Les mesures d’atténuation du choc sanitaire au Sénégal, notamment l’état d’urgence et la fermeture des frontières, ont eu la particularité de bouleverser le fonctionnement des systèmes de pêches artisanaux, par là même l’économie sénégalaise. En effet, nous l’avons rappelé, les systèmes de pêche artisanaux sont tributaires d’un ensemble de conditions notamment la libre circulation des pêcheurs dans les eaux maritimes sénégalaises, l’accès aux centres de débarquement à certaines heures, la fluidité des systèmes de transports inter-régionaux, interterritoriaux et aéroportuaires.
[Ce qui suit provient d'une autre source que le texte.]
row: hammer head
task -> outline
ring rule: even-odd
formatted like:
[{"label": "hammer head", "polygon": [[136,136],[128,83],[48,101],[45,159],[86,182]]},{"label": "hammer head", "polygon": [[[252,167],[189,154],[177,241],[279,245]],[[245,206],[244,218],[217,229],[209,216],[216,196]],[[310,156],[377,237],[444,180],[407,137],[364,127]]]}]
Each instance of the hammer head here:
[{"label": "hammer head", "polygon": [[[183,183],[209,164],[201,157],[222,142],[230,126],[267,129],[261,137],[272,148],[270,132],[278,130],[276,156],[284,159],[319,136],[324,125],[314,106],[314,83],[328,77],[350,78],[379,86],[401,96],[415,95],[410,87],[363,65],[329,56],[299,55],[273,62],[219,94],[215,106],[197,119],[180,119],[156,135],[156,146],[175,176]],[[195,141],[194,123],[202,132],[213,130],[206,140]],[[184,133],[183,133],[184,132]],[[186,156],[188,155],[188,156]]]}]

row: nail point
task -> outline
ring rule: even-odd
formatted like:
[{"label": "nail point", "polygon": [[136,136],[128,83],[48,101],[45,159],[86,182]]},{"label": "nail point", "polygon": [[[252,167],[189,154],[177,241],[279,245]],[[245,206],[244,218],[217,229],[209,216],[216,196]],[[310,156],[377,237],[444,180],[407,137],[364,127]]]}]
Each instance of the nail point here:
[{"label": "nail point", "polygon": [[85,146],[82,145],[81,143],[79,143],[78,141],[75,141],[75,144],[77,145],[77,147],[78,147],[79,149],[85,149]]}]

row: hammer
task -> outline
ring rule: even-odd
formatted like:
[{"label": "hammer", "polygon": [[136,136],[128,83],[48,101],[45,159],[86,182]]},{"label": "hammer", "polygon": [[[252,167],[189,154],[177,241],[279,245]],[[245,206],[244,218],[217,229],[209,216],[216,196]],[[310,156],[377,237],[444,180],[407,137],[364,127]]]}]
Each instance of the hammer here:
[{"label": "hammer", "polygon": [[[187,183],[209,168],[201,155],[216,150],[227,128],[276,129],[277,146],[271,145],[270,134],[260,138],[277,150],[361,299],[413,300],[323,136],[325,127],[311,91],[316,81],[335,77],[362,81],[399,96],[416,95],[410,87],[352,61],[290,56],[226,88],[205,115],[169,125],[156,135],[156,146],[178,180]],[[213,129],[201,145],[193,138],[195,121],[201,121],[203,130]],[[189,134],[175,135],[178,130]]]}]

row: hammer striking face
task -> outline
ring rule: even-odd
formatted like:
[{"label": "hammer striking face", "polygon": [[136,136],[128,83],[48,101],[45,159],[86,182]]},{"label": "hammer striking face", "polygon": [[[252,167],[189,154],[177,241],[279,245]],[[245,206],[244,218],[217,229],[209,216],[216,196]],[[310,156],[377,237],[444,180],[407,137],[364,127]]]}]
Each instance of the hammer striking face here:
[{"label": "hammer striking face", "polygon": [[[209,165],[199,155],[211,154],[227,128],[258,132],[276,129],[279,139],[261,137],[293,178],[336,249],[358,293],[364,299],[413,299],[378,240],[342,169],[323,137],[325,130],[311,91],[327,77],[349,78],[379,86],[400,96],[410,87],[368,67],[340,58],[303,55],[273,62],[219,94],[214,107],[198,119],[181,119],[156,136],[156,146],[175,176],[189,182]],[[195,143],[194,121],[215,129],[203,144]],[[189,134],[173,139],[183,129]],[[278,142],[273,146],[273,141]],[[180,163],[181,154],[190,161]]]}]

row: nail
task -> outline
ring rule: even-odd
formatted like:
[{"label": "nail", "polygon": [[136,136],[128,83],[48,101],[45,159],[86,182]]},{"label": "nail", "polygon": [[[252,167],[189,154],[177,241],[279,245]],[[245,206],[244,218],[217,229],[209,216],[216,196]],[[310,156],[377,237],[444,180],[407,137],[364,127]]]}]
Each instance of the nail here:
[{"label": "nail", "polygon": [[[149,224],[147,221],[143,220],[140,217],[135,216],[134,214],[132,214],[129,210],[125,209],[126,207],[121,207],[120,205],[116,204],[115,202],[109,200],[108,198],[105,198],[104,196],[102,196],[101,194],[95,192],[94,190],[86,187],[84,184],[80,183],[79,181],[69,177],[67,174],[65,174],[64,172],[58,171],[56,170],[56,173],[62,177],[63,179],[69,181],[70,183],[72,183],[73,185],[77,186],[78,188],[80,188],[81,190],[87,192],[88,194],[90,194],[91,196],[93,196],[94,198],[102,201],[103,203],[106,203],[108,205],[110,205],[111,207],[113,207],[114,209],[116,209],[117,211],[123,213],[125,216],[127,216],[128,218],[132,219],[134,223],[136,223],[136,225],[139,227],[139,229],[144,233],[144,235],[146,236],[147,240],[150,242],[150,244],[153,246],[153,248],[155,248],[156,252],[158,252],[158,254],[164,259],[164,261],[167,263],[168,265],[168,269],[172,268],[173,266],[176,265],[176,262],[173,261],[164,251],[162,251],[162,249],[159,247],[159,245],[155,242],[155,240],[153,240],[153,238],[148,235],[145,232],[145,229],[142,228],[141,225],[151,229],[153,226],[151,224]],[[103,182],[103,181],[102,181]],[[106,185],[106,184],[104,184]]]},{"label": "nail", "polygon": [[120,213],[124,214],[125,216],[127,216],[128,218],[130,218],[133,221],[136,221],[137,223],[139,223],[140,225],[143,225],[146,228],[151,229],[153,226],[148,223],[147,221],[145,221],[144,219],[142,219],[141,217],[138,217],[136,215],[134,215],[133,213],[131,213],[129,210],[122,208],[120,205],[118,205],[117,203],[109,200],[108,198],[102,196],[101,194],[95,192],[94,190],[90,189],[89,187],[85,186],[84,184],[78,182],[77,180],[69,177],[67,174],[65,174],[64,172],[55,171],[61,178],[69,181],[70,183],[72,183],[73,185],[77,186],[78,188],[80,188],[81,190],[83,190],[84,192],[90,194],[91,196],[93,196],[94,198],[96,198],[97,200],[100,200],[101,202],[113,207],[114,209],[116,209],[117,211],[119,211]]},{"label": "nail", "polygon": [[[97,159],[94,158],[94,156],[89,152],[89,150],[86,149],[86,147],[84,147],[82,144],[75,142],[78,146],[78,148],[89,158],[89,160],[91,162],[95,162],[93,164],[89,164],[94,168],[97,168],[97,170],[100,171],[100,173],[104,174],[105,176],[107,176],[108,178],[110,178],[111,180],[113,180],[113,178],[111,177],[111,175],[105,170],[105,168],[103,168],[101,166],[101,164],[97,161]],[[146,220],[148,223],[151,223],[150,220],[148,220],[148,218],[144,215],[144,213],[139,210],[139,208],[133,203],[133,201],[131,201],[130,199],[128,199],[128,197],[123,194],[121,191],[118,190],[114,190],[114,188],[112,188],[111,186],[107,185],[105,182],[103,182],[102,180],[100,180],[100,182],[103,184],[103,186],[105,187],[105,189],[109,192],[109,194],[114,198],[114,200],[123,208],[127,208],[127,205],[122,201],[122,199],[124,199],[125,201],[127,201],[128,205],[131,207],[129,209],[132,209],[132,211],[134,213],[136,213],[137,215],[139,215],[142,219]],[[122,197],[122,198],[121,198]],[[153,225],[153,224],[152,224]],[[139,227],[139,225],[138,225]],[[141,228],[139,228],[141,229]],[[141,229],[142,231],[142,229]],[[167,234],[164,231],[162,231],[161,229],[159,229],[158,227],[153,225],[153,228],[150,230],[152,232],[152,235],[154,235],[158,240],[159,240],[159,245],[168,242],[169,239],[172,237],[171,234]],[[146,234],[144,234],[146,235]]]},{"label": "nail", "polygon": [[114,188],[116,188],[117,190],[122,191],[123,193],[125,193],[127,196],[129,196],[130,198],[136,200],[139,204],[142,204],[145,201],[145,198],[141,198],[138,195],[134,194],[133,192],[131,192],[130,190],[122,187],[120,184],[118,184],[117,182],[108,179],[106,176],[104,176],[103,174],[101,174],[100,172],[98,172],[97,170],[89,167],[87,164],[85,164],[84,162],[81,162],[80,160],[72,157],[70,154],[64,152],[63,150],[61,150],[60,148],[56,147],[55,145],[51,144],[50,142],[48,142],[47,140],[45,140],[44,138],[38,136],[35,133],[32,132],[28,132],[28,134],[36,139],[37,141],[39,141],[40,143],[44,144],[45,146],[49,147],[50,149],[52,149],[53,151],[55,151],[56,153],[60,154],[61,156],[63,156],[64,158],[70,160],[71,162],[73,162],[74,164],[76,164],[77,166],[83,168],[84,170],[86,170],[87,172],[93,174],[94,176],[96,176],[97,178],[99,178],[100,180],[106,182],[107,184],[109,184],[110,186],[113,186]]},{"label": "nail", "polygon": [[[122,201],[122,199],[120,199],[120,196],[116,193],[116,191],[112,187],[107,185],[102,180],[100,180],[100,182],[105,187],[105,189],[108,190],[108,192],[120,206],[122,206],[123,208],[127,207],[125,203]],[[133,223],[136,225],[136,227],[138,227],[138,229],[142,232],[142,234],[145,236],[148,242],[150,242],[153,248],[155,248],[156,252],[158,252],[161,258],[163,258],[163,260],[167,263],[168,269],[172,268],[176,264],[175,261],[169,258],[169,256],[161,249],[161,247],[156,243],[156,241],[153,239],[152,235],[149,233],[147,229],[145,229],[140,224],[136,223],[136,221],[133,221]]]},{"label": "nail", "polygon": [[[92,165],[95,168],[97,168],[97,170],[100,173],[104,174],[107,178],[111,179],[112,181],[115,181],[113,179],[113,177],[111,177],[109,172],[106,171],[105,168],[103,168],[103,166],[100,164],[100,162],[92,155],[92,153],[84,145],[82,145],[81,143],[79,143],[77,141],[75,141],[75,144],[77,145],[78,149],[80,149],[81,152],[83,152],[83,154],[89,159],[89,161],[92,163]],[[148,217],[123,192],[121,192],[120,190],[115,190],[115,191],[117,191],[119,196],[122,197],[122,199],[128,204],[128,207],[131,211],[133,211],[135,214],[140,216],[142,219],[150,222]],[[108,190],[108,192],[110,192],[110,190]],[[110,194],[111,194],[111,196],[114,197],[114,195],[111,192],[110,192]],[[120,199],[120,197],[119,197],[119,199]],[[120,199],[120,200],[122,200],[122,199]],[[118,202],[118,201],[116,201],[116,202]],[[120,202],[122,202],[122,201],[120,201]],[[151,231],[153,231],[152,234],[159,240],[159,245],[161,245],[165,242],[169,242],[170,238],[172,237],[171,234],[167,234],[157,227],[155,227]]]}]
Le couvre-feu de 20h à 6h du matin limite la stratégie habituelle des pêcheurs qui est d’embarquer au milieu de la nuit pour débarquer tôt le matin sur les quais de pêche afin de s’assurer le bon déroulement du mareyage à l’intérieur du pays. Ce dispositif auxquels sont habitués les pêcheurs se voit ainsi modifié à la suite de l’état d’urgence, lequel confère aux pouvoirs déconcentrés (préfecture, gouvernance) la latitude de prendre des mesures idoines pour limiter la propagation du virus au niveau territorial. Parmi ces mesures, figurent la fermeture partielle et/ou l’ouverture alternatives des quais de pêche et espaces de débarquement au profit des opérations de désinfection et de nettoyage. La « vulnérabilisation » des pêcheurs est ainsi actée si l’on sait que le virus s’est introduit au Sénégal en pleine campagne de pêche et que les acteurs de la pêche artisanale, par ailleurs totalement dépendants des banques pour financer les intrants, avaient déjà contracté des prêts qu’ils devront rembourser avec ou sans campagne de pêche. Ainsi, la vie de plus 70 000 pêcheurs (DPM, 2018) est hypothéquée par la Covid-19.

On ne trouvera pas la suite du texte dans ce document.